Hoy volví a verlo. Habitualmente, nuestros encuentros —tan casuales como inevitables, tan breves como incómodos— tienen lugar en conciertos al aire libre, ferias de artesanía o fiestas de Carnaval. Esta vez, en cambio, la cosa ocurrió en una librería. Yo ya estaba allí cuando él entró. Me encontraba frente a la estantería donde un libro de Carver se resistía a mi apetito y vi por el rabillo del ojo cómo me descubría, cómo mostraba la eterna sonrisa ante el reconocimiento, cómo alzaba los brazos con gesto afable, dirigiéndose hacia mí para aferrar mi mano con su diestra, mientras con la zurda me palmeaba el hombro. Lo qué pasó, los ya, coño, cuánto tiempo, dieron paso a los cómo estás, los cómo va la cosa, los ya ves, siempre lo mismo ¿y tú?, los sobreviviendo que no es poco, los con la que está cayendo.
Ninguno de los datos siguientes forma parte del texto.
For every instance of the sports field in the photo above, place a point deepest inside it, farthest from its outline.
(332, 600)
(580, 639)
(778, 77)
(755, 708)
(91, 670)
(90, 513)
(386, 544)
Durante un buen rato jugamos a ser esos dos viejos amigos que no somos, a recordar otros amigos comunes que nunca tuvimos y parrandas legendarias que no nos corrimos juntos, a sentir nostalgia de un pasado que jamás existió. Finalmente, la incomodidad impuso sus silencios, buscó excusas para que cada uno pudiera irse libremente a lo suyo: él continuó hacia la sección de novela histórica; yo compré sin ganas ese libro de Carver que me entristecerá como siempre me entristecen todos sus libros. La despedida fue breve: un mero saludo con la mano antes de que yo saliera del establecimiento, dejándolo perdido entre la historia y la ficción.
Antes, tras estos encuentros, me sentía terriblemente mal por no saber cómo se llama mi supuesto amigo, tan supuestamente cordial, tan supuestamente contento de haberme encontrado en medio de los océanos del azar; ahora ya no experimento esa sensación, porque estoy absolutamente seguro de que él tampoco recuerda mi nombre.
Los dos, a fin de cuentas, somos lo mismo: hipócritas bienintencionados que evitan darle un disgusto a alguien a quien ni siquiera conocen, como si eso fuera algo parecido a estrangular a un gatito, a abofetear a un anciano, a escupir en el pan.